Researchers at the University of Bern and University Hospital Bern have achieved a breakthrough in a particularly aggressive form of prostate cancer. In tissue samples from advanced brain metastases, they were able to establish the genetic profile of the cancer cells. These findings show for the first time that affected patients could benefit from target treatment, from which they have so far not been eligible.
Around 6,600 men are diagnosed with prostate cancer in Switzerland every year. It is the second most common cause of cancer-related death in men after lung cancer. Dangerous are advanced stages in which cancer cells have spread to other organs and form so-called metastases. However, unlike other cancers such as breast or lung cancer, the extremely dangerous metastases in the brain are very rare in prostate cancer. Only 1.5 percent of advanced cases have been diagnosed as brain metastatic prostate cancer (PCBM), according to a 2020 review study. As a result, PCBM cases have been poorly studied.
Researchers led by Mark A. Rubin of the University of Bern and University Hospital Bern have now filled this gap with the first major study of prostate cancer brain metastases. In their study, they described the molecular biological profile of PCBM cells. According to the study, these cells have clustered alterations in the cellular repair mechanism, which in healthy cells repairs everyday damage in the genetic strand.
The changes resemble the genetic signature of other cancers for which effective drugs are available. This is positive news. Because it means there's nothing standing in the way of targeted treatment for at least some of patients with PCMB".
Mark A. Rubin, director of the Department for BioMedical Research and president of the Bern Center for Precision Medicine at the University of Bern and University Hospital of Bern
The study was published online in the journal Nature Communications.
Alterations in the repair mechanism of cancer cells
In cancer cells, the cells' repair mechanisms are altered in such a way that they can no longer patch up certain damage in the genetic strand and therefore proliferate uncontrollably. In metastatic cells, an alternative repair mechanism steps into the breach, allowing the cancer cells to thrive. However, drugs known as PARP inhibitors specifically block this alternative repair mechanism and lead to the death of the cancer cells. However, these only work if the changes in the dangerous cells show a certain pattern in the primary repair mechanism.

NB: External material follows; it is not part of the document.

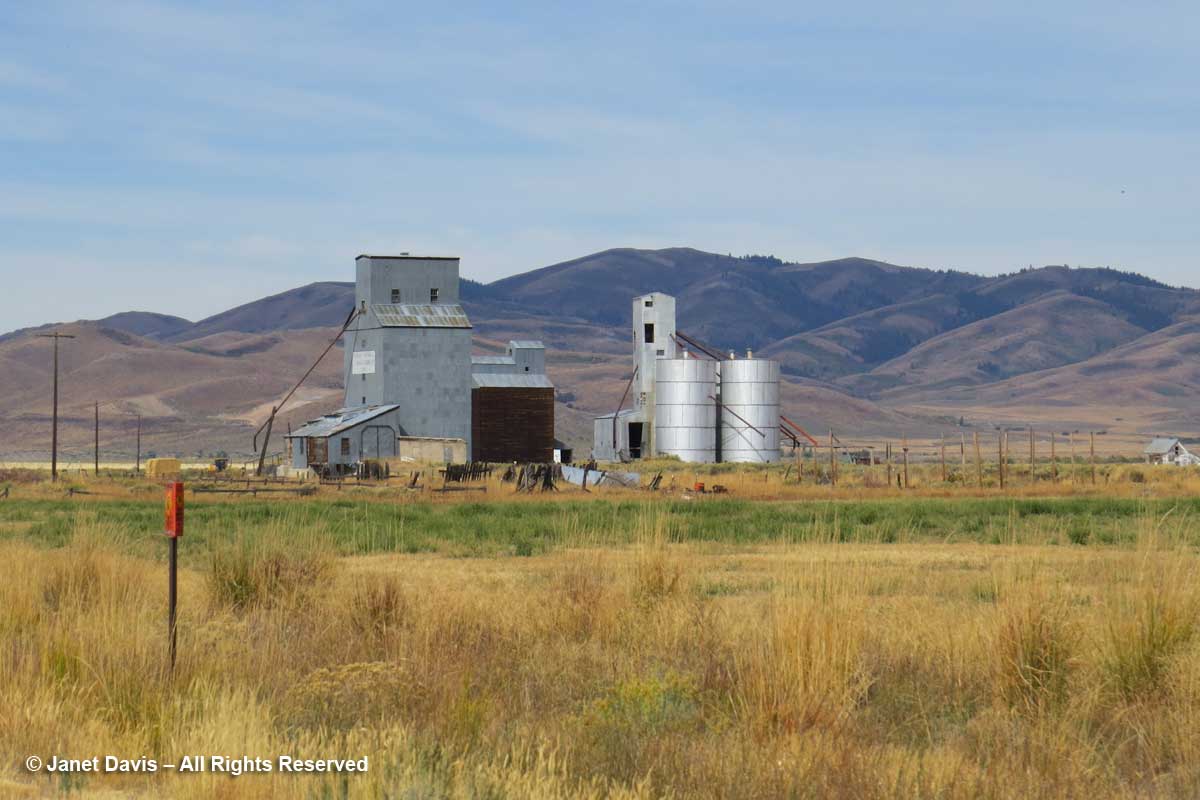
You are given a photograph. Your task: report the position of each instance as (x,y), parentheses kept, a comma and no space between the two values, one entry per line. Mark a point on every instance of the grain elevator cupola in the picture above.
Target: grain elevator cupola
(409,344)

In their study, the researchers examined prostate cancer brain metastases from 51 PCMB patients obtained from hospitals throughout Switzerland and from a partner institution in the USA. The analysis showed that alterations in the primary DNA repair mechanism were detected in all tested samples with brain-metastasizing prostate cancer cells. In about 20 percent of the patients studied, the researchers detected the exact genetic pattern in which, according to a study published in 2020, administration of PARP inhibitors significantly increased survival rates in those affected. "One in five patients with brain metastatic prostate cancer could therefore benefit from therapy with these targeted drugs",says Mark A. Rubin.
Prime example of precision oncology
At the same time, genomic analysis of brain metastases and comparison with other cancers opens new doors for basic research. "If we understand why there are fewer brain metastases in prostate cancer compared to other tumor types, we can learn in the future what changes in the cells make them malignant", explains Mark A. Rubin.
The work is also seen as a prime example of precision oncology in which treatment concepts are increasingly tailored to the specific patient. According to this approach, information on genetic profile of tumor cells of each individual patient is used to design a treatment using drugs that would target the specific alterations observed.
Rodriguez-Calero, A., et al. (2022) Alterations in homologous recombination repair genes in prostate cancer brain metastases. Nature Communications. doi.org/10.1038/s41467-022-30003-5.